NAME

App::UniqFiles - Report or omit duplicate file contents

VERSION

version 0.01

SYNOPSIS

# See uniq-files script

DESCRIPTION

FUNCTIONS

None are exported, but they are exportable.

uniq_files(%args) -> [STATUS_CODE, ERR_MSG, RESULT]

Report or omit duplicate file contents.

Given a list of filenames, will check each file size and content for duplicate content. Interface is a bit like the `uniq` Unix command-line program.

Returns a 3-element arrayref. STATUS_CODE is 200 on success, or an error code between 3xx-5xx (just like in HTTP). ERR_MSG is a string containing error message, RESULT is the actual result.

Arguments (* denotes required arguments):

  • files* => array

  • count => bool (default 0)

    Return each file content's number of occurence.

    1 means the file content is only encountered once (unique), 2 means there is one duplicate, and so on.

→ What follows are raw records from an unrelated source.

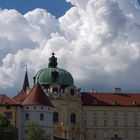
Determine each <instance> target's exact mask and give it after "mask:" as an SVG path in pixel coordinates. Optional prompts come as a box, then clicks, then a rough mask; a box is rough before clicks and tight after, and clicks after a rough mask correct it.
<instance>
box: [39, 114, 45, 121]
mask: <svg viewBox="0 0 140 140" xmlns="http://www.w3.org/2000/svg"><path fill="white" fill-rule="evenodd" d="M43 120H44V114H43V113H40V121H43Z"/></svg>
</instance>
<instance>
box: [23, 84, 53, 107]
mask: <svg viewBox="0 0 140 140" xmlns="http://www.w3.org/2000/svg"><path fill="white" fill-rule="evenodd" d="M22 105H44V106H50V107H53V104H52V103H51V101H50V100H49V98H48V97H47V95H46V94H45V92H44V90H43V89H42V87H41V86H40V85H39V84H38V83H37V84H36V85H35V86H34V87H33V88H32V90H31V91H30V93H29V94H28V96H27V97H26V99H25V100H24V101H23V103H22Z"/></svg>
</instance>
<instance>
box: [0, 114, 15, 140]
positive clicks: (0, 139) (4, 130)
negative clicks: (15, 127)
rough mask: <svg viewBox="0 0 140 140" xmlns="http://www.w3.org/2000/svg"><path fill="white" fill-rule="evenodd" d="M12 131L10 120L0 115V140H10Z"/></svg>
mask: <svg viewBox="0 0 140 140" xmlns="http://www.w3.org/2000/svg"><path fill="white" fill-rule="evenodd" d="M12 130H13V127H12V125H11V123H10V120H9V119H8V118H7V117H6V116H5V115H4V114H0V140H10V139H11V136H12V132H13V131H12Z"/></svg>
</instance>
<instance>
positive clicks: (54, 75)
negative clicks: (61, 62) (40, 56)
mask: <svg viewBox="0 0 140 140" xmlns="http://www.w3.org/2000/svg"><path fill="white" fill-rule="evenodd" d="M34 78H35V79H34V80H35V81H34V83H39V84H40V85H50V84H52V83H55V82H56V83H59V84H61V85H64V86H69V85H73V83H74V81H73V77H72V75H71V74H70V73H69V72H68V71H66V70H64V69H60V68H58V67H57V58H56V57H55V56H54V53H52V57H50V58H49V64H48V68H45V69H42V70H40V71H39V72H38V73H37V74H36V76H35V77H34Z"/></svg>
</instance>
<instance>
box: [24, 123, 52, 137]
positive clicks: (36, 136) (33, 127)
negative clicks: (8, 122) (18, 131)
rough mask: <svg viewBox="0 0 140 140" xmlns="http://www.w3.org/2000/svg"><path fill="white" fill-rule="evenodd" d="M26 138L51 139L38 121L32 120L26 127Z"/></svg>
mask: <svg viewBox="0 0 140 140" xmlns="http://www.w3.org/2000/svg"><path fill="white" fill-rule="evenodd" d="M25 140H50V138H49V136H47V135H46V134H45V132H44V130H43V129H42V128H41V127H40V126H39V125H38V124H37V123H34V122H31V123H29V124H28V125H27V127H26V132H25Z"/></svg>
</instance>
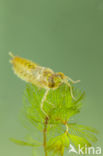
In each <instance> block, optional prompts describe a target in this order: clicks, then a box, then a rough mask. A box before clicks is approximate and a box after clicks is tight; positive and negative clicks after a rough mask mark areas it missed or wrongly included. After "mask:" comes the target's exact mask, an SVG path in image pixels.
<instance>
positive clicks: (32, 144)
mask: <svg viewBox="0 0 103 156" xmlns="http://www.w3.org/2000/svg"><path fill="white" fill-rule="evenodd" d="M10 141H12V142H13V143H15V144H17V145H21V146H32V147H37V146H41V144H38V143H29V142H25V141H21V140H16V139H14V138H10Z"/></svg>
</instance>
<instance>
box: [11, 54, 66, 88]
mask: <svg viewBox="0 0 103 156" xmlns="http://www.w3.org/2000/svg"><path fill="white" fill-rule="evenodd" d="M10 62H11V63H12V64H13V69H14V72H15V73H16V75H17V76H18V77H20V78H21V79H23V80H25V81H27V82H30V83H32V84H34V85H36V86H38V87H41V88H46V89H47V88H52V89H55V88H57V87H58V86H59V85H60V84H61V83H62V80H63V79H64V77H65V76H64V74H63V73H54V72H53V70H51V69H50V68H45V67H41V66H39V65H37V64H35V63H33V62H32V61H29V60H27V59H24V58H21V57H18V56H13V55H12V60H11V61H10Z"/></svg>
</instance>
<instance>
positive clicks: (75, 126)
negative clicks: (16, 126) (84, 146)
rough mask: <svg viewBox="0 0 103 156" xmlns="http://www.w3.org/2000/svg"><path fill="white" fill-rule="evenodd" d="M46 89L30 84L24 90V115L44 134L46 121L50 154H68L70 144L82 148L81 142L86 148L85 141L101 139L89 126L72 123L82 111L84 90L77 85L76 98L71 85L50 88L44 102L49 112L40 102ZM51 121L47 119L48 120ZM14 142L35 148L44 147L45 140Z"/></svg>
mask: <svg viewBox="0 0 103 156" xmlns="http://www.w3.org/2000/svg"><path fill="white" fill-rule="evenodd" d="M44 93H45V89H41V88H38V87H36V86H34V85H31V84H27V86H26V89H25V92H24V114H25V118H26V120H28V121H29V122H30V123H31V124H32V125H33V126H34V127H35V128H36V130H37V131H38V133H42V132H43V129H44V126H45V123H46V135H47V140H46V141H47V142H46V150H47V153H49V154H48V155H50V154H53V155H61V156H63V155H64V151H65V150H69V145H70V144H73V145H74V146H75V148H76V149H78V144H80V145H81V146H82V147H83V146H85V144H86V145H87V146H88V147H90V146H92V143H93V142H96V141H97V138H96V135H95V134H96V133H97V131H96V130H95V129H93V128H89V127H87V126H83V125H78V124H77V123H74V122H72V120H71V119H72V118H73V117H74V115H76V114H78V113H80V109H81V106H82V100H83V97H84V93H82V92H80V91H79V90H78V89H75V88H73V94H74V96H75V97H76V99H77V100H76V101H75V100H73V98H72V97H71V93H70V88H69V87H68V86H67V85H66V84H63V85H61V86H60V87H58V88H57V89H55V90H52V89H51V90H50V91H49V94H48V95H47V97H46V100H45V102H44V107H43V109H44V111H45V112H46V113H47V114H48V116H49V118H46V116H45V114H44V113H43V112H42V111H41V108H40V104H41V100H42V98H43V96H44ZM46 120H47V122H46ZM12 141H13V142H15V143H16V144H20V145H26V146H31V147H33V148H34V147H35V146H36V147H38V146H42V147H43V143H42V142H38V141H36V140H32V141H31V142H25V141H18V140H15V139H12Z"/></svg>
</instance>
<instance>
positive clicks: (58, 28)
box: [0, 0, 103, 156]
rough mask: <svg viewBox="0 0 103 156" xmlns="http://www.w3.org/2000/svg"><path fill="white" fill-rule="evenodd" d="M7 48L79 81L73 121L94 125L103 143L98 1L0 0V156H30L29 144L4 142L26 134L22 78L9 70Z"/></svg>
mask: <svg viewBox="0 0 103 156" xmlns="http://www.w3.org/2000/svg"><path fill="white" fill-rule="evenodd" d="M9 51H12V52H13V53H14V54H15V55H19V56H22V57H25V58H28V59H31V60H33V61H35V62H37V63H38V64H40V65H43V66H47V67H50V68H52V69H54V71H61V72H63V73H65V74H66V75H68V76H70V77H71V78H72V79H74V80H77V79H80V80H81V83H80V84H78V85H77V86H78V87H79V88H81V89H83V90H85V92H86V98H85V100H84V106H83V108H82V110H81V113H80V114H79V115H78V119H77V121H78V122H79V123H81V124H85V125H88V126H92V127H95V128H97V129H98V130H99V132H100V134H99V141H98V145H99V146H103V137H102V133H103V121H102V119H103V115H102V114H103V100H102V98H103V88H102V87H103V1H102V0H0V83H1V84H0V156H14V155H15V156H18V155H22V156H30V155H32V151H31V148H28V147H20V146H16V145H15V144H13V143H11V142H10V141H9V138H10V137H16V138H22V137H24V136H25V134H27V133H29V132H27V130H26V129H25V128H23V126H22V125H21V122H20V119H19V112H20V110H21V107H22V96H23V92H24V88H25V82H23V81H21V80H20V79H18V78H17V77H16V76H15V75H14V74H13V72H12V69H11V65H10V64H9V56H8V52H9ZM34 133H35V132H34ZM40 155H41V154H40ZM68 155H69V154H68ZM102 155H103V154H102Z"/></svg>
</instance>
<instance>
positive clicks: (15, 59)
mask: <svg viewBox="0 0 103 156" xmlns="http://www.w3.org/2000/svg"><path fill="white" fill-rule="evenodd" d="M10 55H11V56H12V60H10V62H11V63H12V64H13V69H14V72H15V73H16V75H17V76H18V77H20V78H21V79H23V80H25V81H27V82H30V83H32V84H34V85H36V86H37V87H41V88H45V89H46V91H45V93H44V96H43V98H42V100H41V105H40V106H41V110H42V112H43V113H44V114H45V115H46V116H47V117H48V114H47V113H46V112H45V111H44V110H43V105H44V101H45V100H46V97H47V95H48V93H49V90H50V89H56V88H58V87H59V86H60V85H61V84H62V83H66V84H67V85H68V87H69V88H70V92H71V96H72V98H73V99H75V98H74V96H73V93H72V86H71V84H70V83H69V82H68V81H70V82H72V83H77V82H79V80H77V81H73V80H72V79H71V78H69V77H67V76H65V75H64V74H63V73H61V72H59V73H55V72H54V71H53V70H51V69H50V68H45V67H41V66H39V65H37V64H36V63H33V62H32V61H29V60H27V59H24V58H21V57H18V56H14V55H13V54H12V53H10Z"/></svg>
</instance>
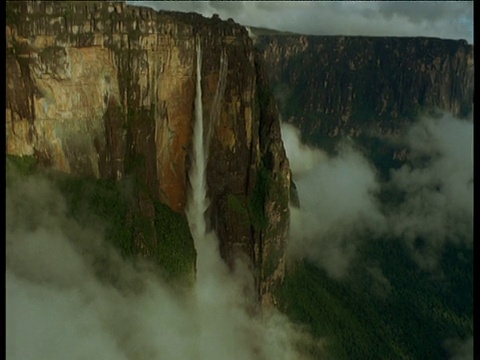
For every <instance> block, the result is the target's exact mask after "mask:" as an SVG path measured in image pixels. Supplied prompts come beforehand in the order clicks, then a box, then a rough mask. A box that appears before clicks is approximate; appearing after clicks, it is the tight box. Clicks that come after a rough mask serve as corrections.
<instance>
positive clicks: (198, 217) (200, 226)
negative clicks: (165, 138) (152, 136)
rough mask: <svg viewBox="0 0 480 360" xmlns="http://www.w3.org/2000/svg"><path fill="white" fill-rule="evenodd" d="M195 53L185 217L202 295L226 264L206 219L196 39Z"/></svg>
mask: <svg viewBox="0 0 480 360" xmlns="http://www.w3.org/2000/svg"><path fill="white" fill-rule="evenodd" d="M196 51H197V64H196V65H197V66H196V71H197V80H196V95H195V123H194V127H193V136H192V138H193V142H192V153H191V155H192V162H191V166H190V171H189V174H188V176H189V180H190V193H189V198H188V203H187V207H186V215H187V219H188V224H189V226H190V231H191V233H192V237H193V241H194V244H195V250H196V251H197V264H196V278H197V290H198V291H199V292H200V293H201V292H203V291H207V289H208V288H209V287H210V286H211V285H212V284H213V283H216V282H218V278H216V277H215V276H216V275H218V274H219V273H223V272H224V271H225V270H224V269H223V268H224V267H225V264H224V263H223V261H222V259H221V257H220V252H219V250H218V239H217V237H216V236H215V234H214V233H213V232H211V231H208V230H207V220H206V217H205V212H206V210H207V208H208V205H209V201H208V198H207V162H208V161H207V159H208V155H207V154H208V144H209V141H208V138H209V137H208V133H205V132H204V124H203V104H202V49H201V46H200V41H199V40H197V45H196ZM209 125H210V124H209ZM207 128H208V126H207ZM206 135H207V136H206ZM214 274H215V275H214ZM209 291H211V290H209Z"/></svg>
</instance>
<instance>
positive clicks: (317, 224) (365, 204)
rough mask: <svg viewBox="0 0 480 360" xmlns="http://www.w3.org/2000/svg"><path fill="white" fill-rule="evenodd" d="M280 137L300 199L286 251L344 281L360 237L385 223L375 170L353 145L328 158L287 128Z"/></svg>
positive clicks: (353, 256) (339, 147)
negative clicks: (280, 138) (301, 140)
mask: <svg viewBox="0 0 480 360" xmlns="http://www.w3.org/2000/svg"><path fill="white" fill-rule="evenodd" d="M282 138H283V141H284V144H285V149H286V152H287V156H288V158H289V161H290V164H291V169H292V173H293V179H294V181H295V184H296V187H297V191H298V197H299V200H300V208H298V209H297V208H291V224H290V237H291V239H290V243H289V249H288V250H289V253H290V255H292V256H294V257H304V258H307V259H309V260H310V261H312V262H314V263H315V264H317V265H318V266H319V267H321V268H323V269H325V270H326V271H327V273H328V274H329V275H331V276H332V277H334V278H342V277H343V276H345V275H346V273H347V272H348V269H349V264H350V262H352V261H353V260H354V258H355V255H356V249H357V247H358V245H359V242H360V241H361V237H362V234H366V233H367V232H369V231H375V232H377V231H380V230H381V229H382V228H383V225H384V218H383V215H382V214H381V212H380V210H379V206H378V204H377V200H376V199H375V194H376V193H377V192H378V190H379V184H378V181H377V175H376V172H375V169H374V168H373V167H372V166H371V165H370V164H369V162H368V160H367V159H366V158H365V157H364V156H363V155H362V154H361V153H360V152H359V151H357V150H355V148H354V147H353V144H351V143H347V142H344V143H342V144H341V145H340V147H339V149H338V150H339V151H338V155H337V156H333V157H328V156H327V155H326V154H325V153H323V152H321V151H320V150H317V149H313V148H311V147H307V146H306V145H304V144H302V143H301V141H300V138H299V132H298V130H296V129H295V128H293V127H292V126H291V125H287V124H283V125H282Z"/></svg>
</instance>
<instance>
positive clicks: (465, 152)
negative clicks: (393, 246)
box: [388, 114, 473, 269]
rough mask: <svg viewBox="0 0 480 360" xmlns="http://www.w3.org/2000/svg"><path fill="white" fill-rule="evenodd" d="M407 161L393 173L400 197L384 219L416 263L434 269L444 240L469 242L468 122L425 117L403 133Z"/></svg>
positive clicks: (472, 238) (469, 172) (471, 187)
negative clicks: (387, 220) (398, 191)
mask: <svg viewBox="0 0 480 360" xmlns="http://www.w3.org/2000/svg"><path fill="white" fill-rule="evenodd" d="M404 143H405V145H406V146H407V147H408V148H409V151H410V152H411V160H410V162H409V163H407V164H405V165H404V166H402V167H401V168H400V169H398V170H395V171H392V173H391V184H390V185H393V186H394V187H395V188H396V189H398V190H400V191H401V192H403V194H404V199H403V202H402V203H401V204H400V205H399V206H398V207H396V208H394V209H390V210H389V214H388V218H389V223H390V228H391V230H392V232H393V234H394V235H395V236H399V237H401V238H402V239H404V240H405V241H406V242H407V244H408V246H409V247H410V249H411V251H412V254H413V256H414V257H415V259H416V260H417V262H418V264H419V265H421V266H422V267H424V268H426V269H433V268H435V267H436V265H437V262H438V260H439V259H440V258H441V254H442V252H443V249H444V245H445V244H446V243H447V242H453V243H462V242H464V243H467V244H468V243H470V242H472V241H473V236H472V234H473V121H472V120H460V119H456V118H454V117H453V116H451V115H449V114H444V115H443V116H442V117H440V118H424V119H422V120H421V121H420V122H418V123H417V124H415V125H414V126H412V127H411V128H410V129H409V131H408V132H407V133H406V136H405V138H404Z"/></svg>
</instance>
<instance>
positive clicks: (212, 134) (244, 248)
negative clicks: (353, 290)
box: [6, 1, 290, 303]
mask: <svg viewBox="0 0 480 360" xmlns="http://www.w3.org/2000/svg"><path fill="white" fill-rule="evenodd" d="M6 11H7V24H6V25H7V26H6V35H7V50H6V52H7V56H6V67H7V70H6V72H7V87H6V91H7V94H6V97H7V103H6V133H7V153H8V154H12V155H19V156H24V155H30V156H35V158H36V159H37V160H38V162H39V164H40V165H41V166H43V167H47V168H52V169H56V170H60V171H63V172H67V173H72V174H77V175H81V176H85V177H94V178H106V179H112V180H116V181H120V180H124V179H132V181H133V183H134V184H135V186H134V191H133V194H134V196H133V201H131V207H132V209H131V211H130V214H129V216H127V218H126V219H125V220H126V221H127V222H131V224H132V226H133V227H134V229H133V231H132V233H133V234H134V235H133V238H132V242H133V246H134V248H135V250H136V252H137V253H139V254H141V255H143V256H147V257H148V256H150V257H153V256H154V254H155V253H157V252H158V248H159V247H158V242H159V241H161V239H158V238H157V237H156V235H155V226H154V223H155V221H156V220H158V219H155V211H154V202H155V201H160V202H161V203H164V204H166V205H168V206H169V207H170V208H171V209H173V210H175V211H177V212H183V211H184V208H185V205H186V202H187V194H188V177H187V174H188V171H189V168H190V165H191V164H190V158H189V154H190V149H191V145H192V128H193V121H194V118H195V116H194V97H195V82H196V71H195V59H196V47H195V45H196V42H197V41H199V42H200V44H201V47H202V53H203V59H202V69H201V73H202V94H203V108H204V123H205V127H206V128H207V129H206V130H207V132H209V133H211V143H210V151H209V162H208V169H207V178H208V195H209V198H210V199H211V205H210V208H209V214H210V218H211V224H212V227H213V228H214V229H215V230H216V232H217V234H218V236H219V238H220V248H221V253H222V256H223V257H224V259H225V260H226V261H227V262H228V263H230V264H231V265H232V266H233V263H234V262H233V258H234V257H235V256H237V255H236V254H240V253H241V254H245V255H246V258H247V259H248V261H249V263H250V264H251V265H252V267H253V268H254V269H255V274H256V275H255V276H256V280H257V286H258V289H259V294H261V299H262V301H263V302H264V303H271V302H273V298H272V297H271V288H272V287H274V286H275V284H277V283H278V282H280V281H282V278H283V268H284V261H283V250H284V242H285V237H286V233H287V226H288V221H287V220H288V194H289V184H290V172H289V168H288V161H287V159H286V157H285V152H284V150H283V144H282V142H281V138H280V132H279V121H278V114H277V112H276V107H275V104H274V101H273V98H272V97H271V96H270V95H269V94H268V93H267V92H265V91H264V88H265V87H266V86H268V85H267V84H266V80H265V78H266V76H265V74H264V72H263V70H262V69H261V68H260V66H259V58H258V56H257V54H256V53H255V51H254V47H253V44H252V41H251V40H250V38H249V37H248V34H247V31H246V30H245V28H243V27H242V26H239V25H237V24H235V23H234V22H233V21H231V20H229V21H221V20H220V19H218V18H216V17H214V18H211V19H207V18H203V17H202V16H200V15H198V14H193V13H192V14H180V13H170V12H156V11H154V10H152V9H149V8H143V7H133V6H127V5H126V4H125V3H123V2H103V1H95V2H54V1H42V2H37V1H27V2H8V3H7V8H6ZM262 94H263V95H262ZM265 94H266V95H265ZM135 214H141V217H142V219H143V220H145V221H141V222H140V223H139V222H135V221H134V219H135V216H136V215H135Z"/></svg>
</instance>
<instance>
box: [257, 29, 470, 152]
mask: <svg viewBox="0 0 480 360" xmlns="http://www.w3.org/2000/svg"><path fill="white" fill-rule="evenodd" d="M256 45H257V46H258V47H259V49H260V50H261V53H262V58H263V60H264V61H265V63H266V64H267V69H268V71H269V75H270V77H271V82H272V87H273V89H274V92H275V96H276V97H277V99H278V100H279V102H280V110H281V113H282V116H283V118H284V120H285V121H287V122H291V123H294V124H295V125H297V126H298V127H299V128H300V129H301V131H302V135H303V136H304V139H305V140H306V141H308V142H310V143H319V142H323V143H326V142H328V141H329V140H328V139H333V138H337V137H339V136H345V135H348V136H353V137H355V136H357V137H358V136H361V135H364V136H365V135H366V136H369V134H371V133H372V132H375V133H377V134H382V135H387V136H388V135H392V134H395V133H396V132H397V131H398V130H399V129H401V128H402V127H403V126H404V124H405V122H408V121H409V120H410V119H412V118H413V117H414V116H415V115H417V114H418V113H420V112H422V111H427V110H431V109H442V110H447V111H450V112H452V113H454V114H456V115H458V116H465V115H467V114H468V113H469V112H470V111H471V109H472V103H473V79H474V77H473V72H474V65H473V46H472V45H468V44H467V42H466V41H464V40H459V41H455V40H443V39H436V38H421V37H418V38H401V37H399V38H393V37H390V38H386V37H346V36H303V35H287V34H282V35H280V34H277V35H262V34H259V35H258V36H257V37H256Z"/></svg>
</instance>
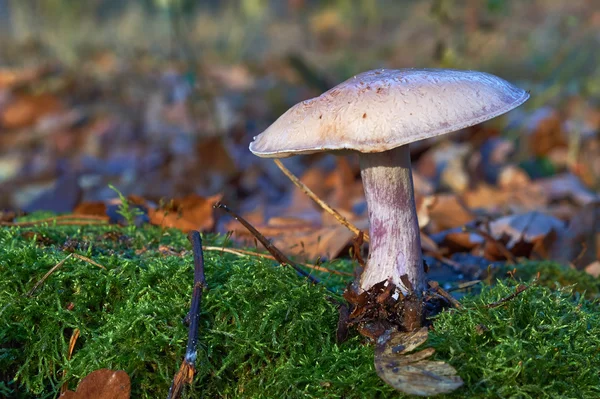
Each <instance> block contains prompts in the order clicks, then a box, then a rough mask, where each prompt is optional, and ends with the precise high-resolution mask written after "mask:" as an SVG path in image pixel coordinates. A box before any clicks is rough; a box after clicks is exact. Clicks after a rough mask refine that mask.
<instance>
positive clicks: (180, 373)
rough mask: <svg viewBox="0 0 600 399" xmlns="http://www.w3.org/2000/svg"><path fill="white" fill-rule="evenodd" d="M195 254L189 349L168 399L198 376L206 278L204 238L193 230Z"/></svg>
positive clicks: (186, 351)
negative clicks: (200, 342) (196, 359)
mask: <svg viewBox="0 0 600 399" xmlns="http://www.w3.org/2000/svg"><path fill="white" fill-rule="evenodd" d="M188 239H189V240H190V242H191V243H192V250H193V252H194V290H193V293H192V305H191V307H190V313H189V316H190V329H189V332H188V342H187V348H186V350H185V356H184V358H183V362H182V363H181V366H180V367H179V371H177V373H176V374H175V376H174V377H173V383H172V384H171V388H169V395H168V396H167V399H176V398H179V396H181V392H183V387H184V385H185V384H191V383H192V381H193V379H194V374H196V358H197V355H198V349H197V347H198V329H199V325H198V323H199V321H200V303H201V301H202V292H203V290H204V288H206V280H205V277H204V253H203V252H202V238H201V237H200V233H199V232H198V231H196V230H192V231H190V232H189V234H188Z"/></svg>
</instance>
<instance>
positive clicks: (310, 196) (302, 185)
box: [274, 159, 369, 242]
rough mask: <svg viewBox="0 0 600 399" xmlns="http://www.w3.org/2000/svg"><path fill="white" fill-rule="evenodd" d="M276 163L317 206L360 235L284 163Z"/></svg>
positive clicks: (355, 229) (277, 166)
mask: <svg viewBox="0 0 600 399" xmlns="http://www.w3.org/2000/svg"><path fill="white" fill-rule="evenodd" d="M274 162H275V165H277V167H278V168H279V169H281V171H282V172H283V173H284V174H285V175H286V176H287V177H288V179H290V180H291V181H292V183H294V184H295V185H296V187H298V188H299V189H300V190H302V191H303V192H304V193H305V194H306V195H308V197H309V198H310V199H312V200H313V201H315V202H316V203H317V205H319V206H320V207H321V208H323V210H324V211H326V212H327V213H329V214H331V215H332V216H333V217H334V218H336V220H337V221H339V222H340V223H341V224H343V225H344V226H346V227H347V228H348V230H350V231H351V232H353V233H354V234H356V235H358V234H360V232H361V230H360V229H359V228H358V227H356V226H355V225H353V224H352V223H350V222H349V221H348V219H346V218H345V217H344V216H342V215H341V214H340V213H339V212H338V211H336V210H335V209H333V208H332V207H330V206H329V205H328V204H327V203H326V202H325V201H323V200H322V199H321V198H319V197H318V196H317V194H315V193H314V192H313V191H312V190H311V189H310V188H308V187H307V186H306V185H305V184H304V183H302V182H301V181H300V179H298V178H297V177H296V176H294V174H293V173H292V172H290V171H289V170H288V169H287V168H286V167H285V166H283V163H281V161H280V160H279V159H275V160H274ZM362 233H363V240H364V241H367V242H369V233H367V232H364V231H363V232H362Z"/></svg>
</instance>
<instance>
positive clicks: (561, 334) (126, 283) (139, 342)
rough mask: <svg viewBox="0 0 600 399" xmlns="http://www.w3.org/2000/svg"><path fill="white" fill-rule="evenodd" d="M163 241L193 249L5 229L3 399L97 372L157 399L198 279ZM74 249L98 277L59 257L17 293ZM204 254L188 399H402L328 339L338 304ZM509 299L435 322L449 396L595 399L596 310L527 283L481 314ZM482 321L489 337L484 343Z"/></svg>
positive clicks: (143, 237)
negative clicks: (114, 379) (72, 344)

  • report_duplicate => bool (default 0)

    Aliases: d (Alias for --noreport-unique --report-duplicate)

    Return duplicate items.

  • report_unique => bool (default 1)

    Aliases: u (Alias for --report-unique --noreport-duplicate)

    Return unique items.

TODO

  • Handle symlinks

    Provide options on how to handle symlinks: ignore them? Follow?

  • Handle special files (socket, pipe, device)

    Ignore them.

  • Check hardlinks/inodes first

    For fast checking.

  • Arguments hash_skip_bytes & hash_bytes

    For only checking uniqueness against parts of contents.

  • Arguments hash_module/hash_method/hash_sub

    For doing custom hashing instead of Digest::MD5.

AUTHOR

Steven Haryanto <stevenharyanto@gmail.com>

COPYRIGHT AND LICENSE

This software is copyright (c) 2011 by Steven Haryanto.

This is free software; you can redistribute it and/or modify it under the same terms as the Perl 5 programming language system itself.